Now, all the above can be made to happen auto-magically and invisibly by default if it is coded in a user-friendly way. It can also be made to happen in a way that puts users right off by demanding password entry all over the place, so implementation has to be carefully thought out. But I think it could work?

Also, there is no getting away from the fact that for any remote execution of code that requires credentials to authenticate itself to something on your behalf then at some point you're going to have to transmit something to it to help it identify you, and it's always possible that that transmission could be intercepted. SSL is about the best you can hope for to encrypt it, and so the use of delegated certificates which are task-specific and have expiry times minimises the risk of someone being able to do anything bad with it should they manage to intercept it.

Richard Holland says:

The SecurityStore I described would be capable of storing ALL kinds of security authentication mechanisms, whether username/password, or certificates, or passphrases, or proxy logins... whatever.

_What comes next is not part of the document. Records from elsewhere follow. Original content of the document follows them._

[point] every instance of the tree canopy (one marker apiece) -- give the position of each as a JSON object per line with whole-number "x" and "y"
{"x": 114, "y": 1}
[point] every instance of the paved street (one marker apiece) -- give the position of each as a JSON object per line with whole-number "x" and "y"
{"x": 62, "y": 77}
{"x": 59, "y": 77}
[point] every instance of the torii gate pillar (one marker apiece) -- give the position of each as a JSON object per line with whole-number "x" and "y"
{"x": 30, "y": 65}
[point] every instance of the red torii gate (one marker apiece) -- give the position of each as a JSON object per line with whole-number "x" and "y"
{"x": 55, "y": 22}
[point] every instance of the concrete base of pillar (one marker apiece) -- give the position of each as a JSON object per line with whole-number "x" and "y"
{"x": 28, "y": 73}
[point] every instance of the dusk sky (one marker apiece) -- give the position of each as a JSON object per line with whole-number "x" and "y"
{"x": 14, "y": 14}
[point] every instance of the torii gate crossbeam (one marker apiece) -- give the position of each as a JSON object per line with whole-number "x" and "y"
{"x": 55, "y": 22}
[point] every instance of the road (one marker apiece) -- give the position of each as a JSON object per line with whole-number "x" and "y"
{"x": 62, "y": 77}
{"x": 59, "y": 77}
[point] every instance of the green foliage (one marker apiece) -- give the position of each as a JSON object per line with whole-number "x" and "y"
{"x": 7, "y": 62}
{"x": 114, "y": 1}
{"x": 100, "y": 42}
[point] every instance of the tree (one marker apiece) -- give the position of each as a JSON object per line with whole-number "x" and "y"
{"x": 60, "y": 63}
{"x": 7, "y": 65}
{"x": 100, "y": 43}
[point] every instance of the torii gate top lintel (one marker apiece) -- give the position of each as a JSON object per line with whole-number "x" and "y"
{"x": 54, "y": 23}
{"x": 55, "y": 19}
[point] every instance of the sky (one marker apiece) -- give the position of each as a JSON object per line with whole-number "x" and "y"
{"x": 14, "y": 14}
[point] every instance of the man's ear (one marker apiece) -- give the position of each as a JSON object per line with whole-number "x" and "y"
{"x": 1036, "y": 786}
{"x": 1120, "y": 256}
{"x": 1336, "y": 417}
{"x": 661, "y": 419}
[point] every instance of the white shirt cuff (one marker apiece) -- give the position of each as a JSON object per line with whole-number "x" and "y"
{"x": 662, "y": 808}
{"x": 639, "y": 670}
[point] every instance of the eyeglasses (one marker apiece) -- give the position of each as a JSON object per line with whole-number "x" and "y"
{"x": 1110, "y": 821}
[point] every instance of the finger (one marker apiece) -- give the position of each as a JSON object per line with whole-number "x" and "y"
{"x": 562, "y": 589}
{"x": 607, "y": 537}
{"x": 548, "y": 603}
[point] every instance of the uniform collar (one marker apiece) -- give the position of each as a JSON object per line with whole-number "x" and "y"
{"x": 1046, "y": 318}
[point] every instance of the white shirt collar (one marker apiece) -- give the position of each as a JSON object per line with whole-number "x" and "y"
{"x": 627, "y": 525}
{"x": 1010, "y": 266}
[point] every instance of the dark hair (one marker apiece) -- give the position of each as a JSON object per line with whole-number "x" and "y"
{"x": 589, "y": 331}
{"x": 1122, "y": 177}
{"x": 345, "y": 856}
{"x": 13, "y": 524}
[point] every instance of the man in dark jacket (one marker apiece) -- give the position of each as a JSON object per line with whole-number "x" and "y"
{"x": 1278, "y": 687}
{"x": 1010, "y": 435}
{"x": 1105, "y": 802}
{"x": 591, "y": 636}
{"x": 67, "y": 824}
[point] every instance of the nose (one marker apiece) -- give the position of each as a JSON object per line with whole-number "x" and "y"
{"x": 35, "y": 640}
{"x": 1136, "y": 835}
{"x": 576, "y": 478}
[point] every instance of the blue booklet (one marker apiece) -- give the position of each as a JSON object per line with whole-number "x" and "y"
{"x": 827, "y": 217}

The delegation method doesn't remove the need to have this authentication - it just secures the process of getting the per-service authentication from where it is defined (Workbench) to the place where it is needed (Server) and allows it to happen in a properly multi-user multi-workflow way which should be very hard to 'hack' from BeanShells.

When adding activities to the workflow they would notice if they hit a security barrier or be configured to expect one, then as part of the add-to-workflow process they would prompt for the relevant credentials and store them in the SecurityStore, making a note of the lookup key for the stored SecurityStore value in the activity entry in the workflow. This would happen at time of adding the activity to the workflow either within the Workbench, or programmatically via APIs. From the user's point of view it's almost exactly what happens already with the existing CredentialStore mechanism, except it would be able to store many more kinds of authentication than just usernames/passwords as it presently does, and it would be able to securely use these from anywhere that the Workflow is submitted to run.

When sharing workflows with others the workflow would forget any lookup keys to the SecurityStore (because the receiving user's own store would have a different signature from the one that the lookup keys related to) and Taverna would re-prompt the receiving user for relevant details when they first opened the workflow, then store them in the receiving user's own SecurityStore and update the lookup keys in the workflow accordingly. Again, from a user point of view, much the same as the existing CredentialStore.

By using delegation like this and not simply sending over copies of entire keystores from Workbench to Server, Server can run multiple users at once using different authentications against the same services/proxies. Also by abstracting the concept of SecurityStore out from both sides, the interaction with the SecurityStore service itself when executing workflows is identical at both Workbench and Server level - this fits neatly with your ideas about making the execution engine a separate entity.

Shibboleth then just becomes another authentication mechanism that SecurityStore understands.

Might be easier to explain as a diagram...?

Ravi Madduri says:

This is something we (at the caBIG project and Globus) are interested in and did put in some work in this direction. We did integrate the credential manager with caGrid security infrastructure and we plan to extend it Taverna 2.1 final release. More details on caGRid security here : Alex and Stian helped us a great deal to customize taverna security manager with PKI/Delegation/X509 based caGrid security.

  • None
  1. 2010-01-29

    With regard to "Security in what a service does.". Apache Tomcat has a mechanism for restricting the behaviour of webapps. Taverna could use a similar mechanism. In Tomcat it's done per-webapp by declaring permissions in the Tomcat config XML file, externally to the webapp, but in Taverna it would be better done globally by specifying the exact things a beanshell is and is not permitted to do. Tomcat Security

    1. 2010-01-29

      There is also (of course) the SecurityManager in Java.  On a previous project we tried to use that but without much success.